The challenges faced by jornaleros during the pandemic have multiplied. According to NDLON’s Desde Abajo Labor Enforcement (DALE) California Campaign Director Loyda Alvarado (no relation), many labor centers have closed during the pandemic and fewer employers are hiring, while those who are hiring sometimes steal wages by threatening workers with immigration enforcement. Many workers lack consistent health care or the technology needed to access vaccination appointments.

“I think we all want to go back to where we were,” Loyda Alvarado said. “And in order for us to be able to do that, we need these workers and these workers need relief.”

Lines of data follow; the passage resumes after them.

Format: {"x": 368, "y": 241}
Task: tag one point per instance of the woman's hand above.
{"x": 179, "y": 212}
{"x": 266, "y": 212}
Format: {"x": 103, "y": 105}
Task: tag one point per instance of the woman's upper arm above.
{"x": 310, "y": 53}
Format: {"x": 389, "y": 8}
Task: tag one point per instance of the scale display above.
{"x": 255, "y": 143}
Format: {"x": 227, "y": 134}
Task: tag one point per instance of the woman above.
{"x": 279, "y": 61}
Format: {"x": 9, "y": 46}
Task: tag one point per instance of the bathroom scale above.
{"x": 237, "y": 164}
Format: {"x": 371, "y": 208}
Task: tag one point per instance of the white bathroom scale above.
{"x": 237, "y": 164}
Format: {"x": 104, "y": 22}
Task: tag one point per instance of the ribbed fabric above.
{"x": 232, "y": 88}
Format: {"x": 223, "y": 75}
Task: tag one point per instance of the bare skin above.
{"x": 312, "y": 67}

Loyda Alvarado said the Biden administration could take a number of steps to help jornaleros, including halting deportations, removing citizenship requirements from stimulus relief, expanding whistleblower protections to immigrant workers and legalizing those workers who have kept the country afloat during the pandemic.

Ramiro Martinez, a day laborer originally from Guerrero, Mexico, fashions a wooden cross. Martinez said the pandemic has negatively affected the health and economic livelihoods of his friends and family. Friday, April 16, 2021. Zach Goodwin/The Occidental.

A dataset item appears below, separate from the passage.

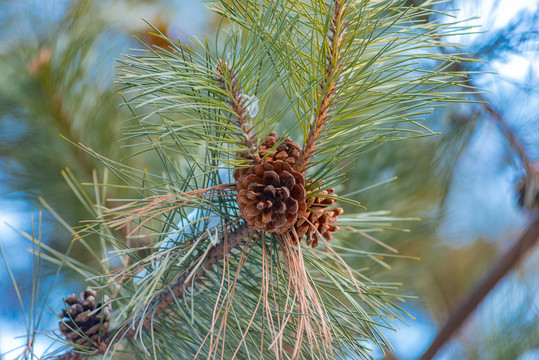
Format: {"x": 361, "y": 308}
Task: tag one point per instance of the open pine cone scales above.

Ramiro Martinez, one of a handful of jornaleros NDLON hired to assist in building the crosses, said he joined the project because he appreciates NDLON’s work and wanted to support those who have suffered.

“This way it’s visible that the brothers who died have our support and that we are with them through these crosses that are representing them,” Martinez said.

Martinez, who left Guerrero, Mexico for LA 21 years ago, said he lost work during the pandemic and that family and friends became sick, including a neighbor who died from COVID-19. Jornaleros are looking for economic relief and allies who will fight against their exploitation, he said, but what he really wants is the consistency of work. He noted that since he received the vaccine, employers already seem more comfortable hiring him.

“We don’t receive any benefits,” Martinez said. “We depend solely on what we earn working.”

Before forming NDLON, Pablo Alvarado himself worked as a day laborer after arriving from El Salvador, caught in the throes of civil war, in 1990. His father sympathized with the right-wing military government, which was heavily supported by the U.S., but Pablo Alvarado joined the leftist opposition movement. He worked with an organization that taught the rural poor how to read and write, and said he still remembers how the older men, mostly farmers, grasped gingerly at their pens and carefully sounded out their vowels. Pablo Alvarado cites schools of thought from that period in his life, such as liberation theology, as having guided his work with immigrant and labor organizing.

Pablo Alvarado, co-founder and co-executive director of NDLON, in front of his home in Pasadena. Friday, April 16, 2021. Zach Goodwin/The Occidental.

The impact of COVID-19 on Pablo Alvarado’s personal circle has been immense — the virus has killed the saxophonist of his band, three aunts, a fellow organizer, an uncle and cousins. In January, he contracted the virus himself, and now suffers from what the Centers for Disease Prevention and Control (CDC) calls “long COVID,” which includes brain swelling, heart palpitations and insomnia.

The April 28 event is the first Pablo Alvarado has worked on since falling ill. Honoring those who have died, he said, is about remembering how they lived, too.

“This is what the indigenous people, what our ancestors taught us,” Pablo Alvarado said. “[Death is] another dimension of existence. And we have to not just remember them, in our hearts and our souls, but also celebrate what they gave.”